What are the qualities of the company that make it a trusted partner to carry out these complicated projects?
Most important is the will. We have the will and the wish, the big wish to go forward and to grow this company, and of course, our 25-year experience, our know-how, and our investments in machinery and technical goods. In addition, we have good collaborations with Albanian institutions, private entities both inside and outside of Albania, clients and everyone else that can make all of this work. It is a concerted effort. Hard work and concentration are key. We are here 24 hours a day, seven days a week, all of us.
Do you feel that your work here is going to help pave the way for EU accession?
It is a small role, but of course, we play a role. Infrastructure is very important. It creates corridors for Europe to accept us. Another important point is that in 2015, Albanian quality, health and environmental regulations were brought in line with those of the European Union. They are the same laws. Therefore, this project has followed every step that would be followed in an EU country. This project will be the same as any EU project. We want to improve and we want to be in the EU as soon as possible, not only to enable EU companies to come here but also to enable us to go and compete in the EU and be part of the union.

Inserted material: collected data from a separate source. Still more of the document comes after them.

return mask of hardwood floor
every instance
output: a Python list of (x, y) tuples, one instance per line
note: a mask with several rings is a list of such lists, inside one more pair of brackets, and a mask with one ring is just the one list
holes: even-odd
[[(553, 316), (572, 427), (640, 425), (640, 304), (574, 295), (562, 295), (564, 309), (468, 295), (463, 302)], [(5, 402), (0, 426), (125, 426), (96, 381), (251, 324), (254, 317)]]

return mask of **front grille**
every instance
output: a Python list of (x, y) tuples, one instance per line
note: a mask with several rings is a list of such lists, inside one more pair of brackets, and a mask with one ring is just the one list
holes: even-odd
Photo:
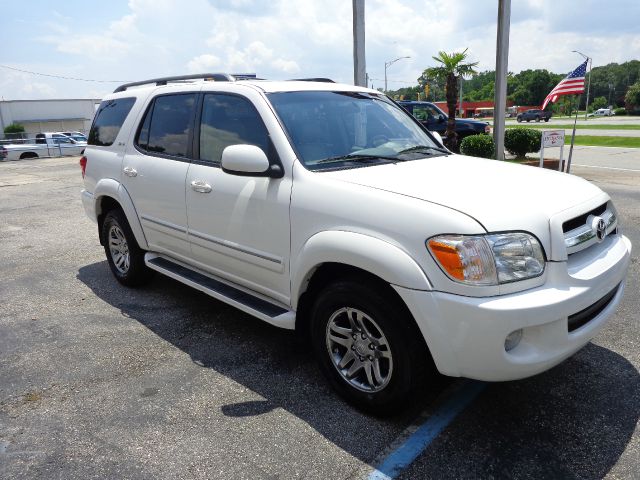
[(567, 220), (562, 224), (562, 233), (567, 233), (567, 232), (570, 232), (571, 230), (581, 227), (582, 225), (587, 223), (587, 218), (589, 218), (589, 215), (598, 217), (606, 211), (607, 211), (607, 204), (603, 203), (599, 207), (596, 207), (587, 213), (583, 213), (579, 217), (575, 217), (575, 218), (572, 218), (571, 220)]
[[(597, 227), (597, 225), (602, 225), (600, 219), (604, 221), (603, 227)], [(604, 241), (607, 235), (617, 232), (617, 227), (618, 216), (615, 208), (607, 203), (565, 221), (562, 224), (562, 231), (567, 255), (580, 252)]]
[(578, 313), (569, 315), (569, 321), (567, 322), (569, 332), (579, 329), (600, 315), (600, 313), (602, 313), (602, 311), (611, 303), (613, 297), (616, 296), (619, 288), (620, 285), (611, 290), (593, 305), (585, 308), (584, 310), (580, 310)]

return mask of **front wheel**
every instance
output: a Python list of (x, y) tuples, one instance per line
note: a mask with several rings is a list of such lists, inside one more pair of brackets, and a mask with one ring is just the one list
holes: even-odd
[(107, 213), (102, 224), (102, 238), (109, 268), (118, 282), (135, 287), (151, 278), (153, 271), (144, 263), (145, 252), (138, 245), (121, 210)]
[(367, 281), (338, 281), (318, 295), (311, 341), (333, 388), (373, 414), (397, 413), (435, 373), (406, 307)]
[(540, 117), (536, 117), (536, 122), (539, 122), (539, 121), (540, 121)]
[(518, 123), (522, 123), (522, 118), (521, 117), (516, 118), (516, 120), (518, 121)]
[(549, 119), (548, 119), (548, 118), (545, 118), (545, 119), (544, 119), (544, 121), (545, 121), (545, 122), (548, 122), (548, 121), (549, 121)]

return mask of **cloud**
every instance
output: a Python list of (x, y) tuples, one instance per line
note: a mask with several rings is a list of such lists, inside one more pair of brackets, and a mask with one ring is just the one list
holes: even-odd
[[(603, 8), (585, 0), (585, 5), (579, 10), (586, 13), (573, 15), (567, 0), (512, 2), (509, 69), (567, 72), (580, 60), (571, 50), (589, 54), (594, 65), (640, 58), (640, 2), (610, 0)], [(129, 0), (108, 7), (90, 2), (81, 11), (65, 9), (64, 15), (49, 8), (35, 26), (41, 36), (16, 45), (12, 65), (29, 58), (27, 70), (96, 79), (212, 70), (273, 79), (296, 75), (350, 83), (353, 78), (351, 2), (345, 0), (190, 0), (186, 7), (183, 0)], [(480, 70), (494, 68), (495, 1), (368, 0), (365, 10), (367, 72), (377, 87), (385, 62), (410, 56), (389, 67), (387, 76), (390, 88), (413, 85), (439, 50), (468, 47)], [(592, 15), (595, 10), (598, 15)], [(5, 18), (9, 26), (17, 25), (18, 19), (11, 20)], [(52, 80), (51, 85), (67, 96), (100, 90), (91, 83)], [(4, 94), (21, 92), (16, 84)]]
[(187, 70), (190, 73), (207, 73), (211, 69), (215, 69), (220, 65), (220, 59), (215, 55), (207, 53), (199, 55), (187, 63)]

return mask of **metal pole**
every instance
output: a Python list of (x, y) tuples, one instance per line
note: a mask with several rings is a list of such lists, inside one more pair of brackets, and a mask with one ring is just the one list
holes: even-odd
[[(587, 104), (584, 107), (584, 119), (587, 119), (587, 113), (589, 113), (589, 89), (591, 88), (591, 65), (593, 64), (593, 60), (591, 59), (591, 57), (588, 58), (589, 60), (589, 80), (587, 82)], [(578, 104), (578, 106), (580, 106)], [(571, 139), (571, 143), (573, 144), (573, 139)]]
[(509, 26), (511, 0), (498, 2), (498, 34), (496, 39), (496, 83), (493, 103), (493, 141), (496, 159), (504, 160), (504, 122), (507, 109), (507, 66), (509, 63)]
[[(364, 0), (353, 0), (353, 84), (367, 86), (364, 48)], [(385, 86), (386, 89), (386, 86)]]
[(387, 93), (387, 67), (389, 65), (385, 62), (384, 64), (384, 93)]
[(580, 111), (580, 97), (578, 97), (578, 104), (576, 105), (576, 117), (573, 120), (573, 133), (571, 133), (571, 146), (569, 147), (569, 158), (567, 158), (567, 170), (569, 173), (571, 170), (571, 157), (573, 156), (573, 139), (576, 138), (576, 123), (578, 122), (578, 112)]

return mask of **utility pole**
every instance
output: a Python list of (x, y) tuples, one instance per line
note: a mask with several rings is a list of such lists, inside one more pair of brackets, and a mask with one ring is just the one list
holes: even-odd
[(364, 0), (352, 0), (353, 5), (353, 84), (367, 86), (367, 66), (364, 48)]
[(498, 35), (496, 40), (496, 91), (493, 101), (493, 141), (496, 159), (504, 160), (504, 121), (507, 110), (507, 72), (509, 63), (509, 27), (511, 0), (498, 1)]
[(464, 118), (464, 107), (462, 106), (462, 75), (460, 75), (460, 118)]

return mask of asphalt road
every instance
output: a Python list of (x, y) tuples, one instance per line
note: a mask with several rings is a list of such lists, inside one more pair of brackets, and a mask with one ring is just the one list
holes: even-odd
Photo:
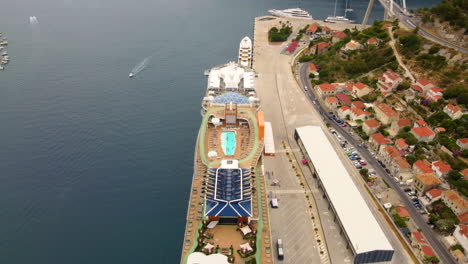
[(436, 254), (439, 256), (441, 263), (449, 264), (449, 263), (456, 263), (455, 260), (452, 258), (446, 247), (439, 241), (437, 235), (434, 231), (427, 225), (426, 220), (416, 211), (416, 208), (413, 206), (412, 202), (410, 201), (408, 195), (400, 188), (400, 186), (393, 180), (393, 177), (387, 174), (387, 172), (380, 166), (377, 160), (374, 158), (373, 155), (369, 153), (369, 151), (365, 148), (360, 148), (358, 142), (352, 135), (348, 133), (348, 131), (341, 126), (339, 126), (336, 122), (331, 120), (331, 118), (327, 114), (327, 110), (320, 105), (320, 101), (316, 100), (315, 94), (312, 93), (311, 84), (309, 82), (309, 77), (307, 74), (307, 67), (308, 63), (303, 63), (299, 67), (299, 77), (301, 80), (302, 87), (307, 87), (307, 95), (309, 96), (310, 100), (314, 101), (314, 107), (318, 110), (319, 113), (322, 114), (324, 119), (328, 119), (329, 123), (333, 126), (333, 128), (341, 134), (347, 141), (348, 144), (354, 146), (356, 150), (359, 150), (360, 155), (371, 165), (378, 175), (381, 175), (385, 179), (385, 181), (390, 184), (390, 186), (398, 193), (403, 201), (403, 205), (408, 210), (411, 218), (416, 223), (417, 226), (421, 229), (421, 232), (426, 237), (426, 240), (432, 246)]
[[(382, 4), (382, 6), (387, 9), (387, 10), (390, 10), (390, 7), (389, 7), (389, 2), (388, 0), (379, 0), (380, 4)], [(388, 11), (390, 12), (390, 11)], [(418, 25), (418, 23), (416, 21), (414, 21), (410, 16), (407, 16), (406, 14), (403, 13), (402, 9), (396, 5), (394, 3), (394, 6), (393, 6), (393, 16), (395, 16), (396, 18), (398, 18), (398, 20), (400, 21), (400, 23), (404, 24), (406, 27), (408, 28), (415, 28), (416, 25)], [(452, 48), (452, 49), (455, 49), (455, 50), (458, 50), (458, 51), (461, 51), (461, 52), (464, 52), (464, 53), (468, 53), (468, 49), (465, 49), (463, 47), (459, 47), (457, 45), (454, 45), (453, 43), (445, 40), (445, 39), (442, 39), (440, 37), (437, 37), (437, 36), (434, 36), (432, 35), (431, 33), (425, 31), (424, 29), (422, 28), (419, 28), (419, 31), (418, 33), (420, 35), (422, 35), (423, 37), (427, 38), (427, 39), (430, 39), (434, 42), (437, 42), (437, 43), (440, 43), (444, 46), (447, 46), (449, 48)]]

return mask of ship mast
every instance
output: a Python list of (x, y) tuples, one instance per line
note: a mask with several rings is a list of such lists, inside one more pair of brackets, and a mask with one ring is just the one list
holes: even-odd
[(335, 0), (335, 11), (333, 11), (333, 17), (336, 17), (336, 3), (338, 2), (338, 0)]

There are many players in the Albanian construction industry. What are the competitive advantages of your company?
It is difficult from our part to stand here and say why we are better than the others, but we can say that we got to where we are through hard work. We are among the top three biggest Albanian infrastructure companies, and that means we have experience. We have invested a lot. We have also arguably taken on more risks than our competitors with our role in the current road project. We took a step further than other companies by entering into what is the first project of its kind in Albania. It took a lot of guts to do this, but we think we made a good decision, and we hope that we will succeed as a result.
What would you like the German audience to understand about your company and your country?
Albanians are known for their hospitality, and I would like to extend to them an invitation to come here, maybe even to teach us something, to collaborate, and to help us to go further. We have a good climate, we have the sea, we have the mountains, and Albania offers a lot of possibilities for investment. Albanians respect Germany a lot, so they will be welcome here. We see them as an example of how we need to be in the future. There are a lot of German companies here, but let more come and have the guts to take a chance on Albania. Albania has improved greatly over the last 25 years. It is becoming better every day. The time has now come for companies from the rest of Europe to look at Albania. Albania can do great things, and the rewards for those who take the opportunity will be great.